I think for me it was just igniting that pure intense love that you feel once you have a baby and knowing that there isn’t anything on earth that you wouldn’t do for them.
That was quite an amazing experience because I never knew a love like that before.
Awww I love hearing that so much! Having kids is such a change in the dynamics of relationships and it’s so special to hear how it secured your bond even further.
Tell me what happened next as I know your son wasn’t too far behind…
By the time Andie was one, we were already pregnant with our second child, Flynn. Dylan was still working an awful lot and where we lived, I had a couple of close friends but it was a rural area and not much to do so I did feel quite isolated.
Career wise – I had left my job as I was only casual and shift work no longer suited me as rotating day/night shifts just weren’t possible. Nor did I want to return to the mines already being pregnant again.
Looking back, is there anything you wished you’d known or done differently in your motherhood journey?
Absolutely! I really wish I had educated myself around birth and the postpartum period.
I knew nothing about birth really back then and I went into labour blindly and with the attitude of “meh. If I can’t handle it, I’ll get an epidural”.
Seeing as I just home birthed our third baby 3 months ago – my views have obviously changed a lot since then and so that’s a big regret of mine is that I wasn’t educated back then in birth and I could have had such a different experience if I was.
In regards to postpartum – I wish I had hired a doula. That would have been so helpful for me through that time but again, I didn’t even know that existed.
I’m the same as you there – birthing outside the ‘traditional medical’ system is not typically spoken about and so there are so many wonderful support team that mothers (especially first timers) are missing out on.
So what advice would you give new mothers then?
Firstly, educate yourself in birth and what postpartum can look like. Don’t be afraid or ashamed to ask for help. This time in your life is a massive one and reaching out for help or guidance is nothing to be ashamed of!
Embrace the slowness and allow yourself time to adjust.
Rock your baby as much as you like, feed your baby to sleep, you cannot “spoil” your baby! They have just spent 9 months inside of you so be kind to you and your baby while you both adjust to them being earthside.
Such great advice! What does life look like these days?
We have adjusted well to being a family of 5!
Poppy (our third) is such a cruisy and sweet baby that she has just fallen into our lives so effortlessly.
Myself and my husband run our own businesses so we are busy but we are so content.
We have our eldest daughter, Andie, starting Prep this year so that is a huge milestone!
Congrats on Poppy!
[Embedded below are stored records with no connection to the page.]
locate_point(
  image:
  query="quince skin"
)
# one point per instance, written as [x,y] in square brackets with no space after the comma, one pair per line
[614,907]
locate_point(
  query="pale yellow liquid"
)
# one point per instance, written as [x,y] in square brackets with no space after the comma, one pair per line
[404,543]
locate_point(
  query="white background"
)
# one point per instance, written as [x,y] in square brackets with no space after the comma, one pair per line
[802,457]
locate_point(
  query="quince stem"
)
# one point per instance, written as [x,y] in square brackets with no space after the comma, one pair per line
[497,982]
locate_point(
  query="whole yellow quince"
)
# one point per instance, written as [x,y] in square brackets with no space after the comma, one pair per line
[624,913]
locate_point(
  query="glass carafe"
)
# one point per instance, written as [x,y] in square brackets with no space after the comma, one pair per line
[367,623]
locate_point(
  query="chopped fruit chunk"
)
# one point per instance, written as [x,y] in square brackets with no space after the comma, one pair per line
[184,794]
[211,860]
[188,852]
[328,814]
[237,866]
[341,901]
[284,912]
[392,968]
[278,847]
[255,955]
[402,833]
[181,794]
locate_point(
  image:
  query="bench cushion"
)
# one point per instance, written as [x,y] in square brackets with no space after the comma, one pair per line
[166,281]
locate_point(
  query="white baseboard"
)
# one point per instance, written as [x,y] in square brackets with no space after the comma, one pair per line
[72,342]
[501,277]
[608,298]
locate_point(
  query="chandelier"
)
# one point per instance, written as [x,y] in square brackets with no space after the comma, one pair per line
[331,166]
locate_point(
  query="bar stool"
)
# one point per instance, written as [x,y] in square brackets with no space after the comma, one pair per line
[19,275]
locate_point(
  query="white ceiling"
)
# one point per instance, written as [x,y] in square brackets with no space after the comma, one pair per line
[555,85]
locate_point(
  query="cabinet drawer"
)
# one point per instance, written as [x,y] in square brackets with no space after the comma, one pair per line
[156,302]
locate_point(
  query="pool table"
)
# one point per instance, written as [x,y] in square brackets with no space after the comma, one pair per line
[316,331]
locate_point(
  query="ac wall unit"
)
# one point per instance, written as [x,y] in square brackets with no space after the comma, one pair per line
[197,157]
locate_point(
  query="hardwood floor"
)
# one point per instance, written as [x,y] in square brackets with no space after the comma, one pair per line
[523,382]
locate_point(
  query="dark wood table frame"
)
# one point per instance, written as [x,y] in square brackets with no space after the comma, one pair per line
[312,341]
It’s amazing how receptive babies are to their surroundings – with both yourself and hubby being much more relaxed, Poppy certainly would be too.
Lastly, what does the next 12 months have in store for you?
Loving and enjoying our little family!
Professionally, I am focusing on my photography business to become more well known for predominantly birth photography work and really focusing on capturing women who decide to home birth or free birth out of the hospital system.
Love it! Such a beautiful year ahead and you are going to allow so many women to really honour those incredible memories.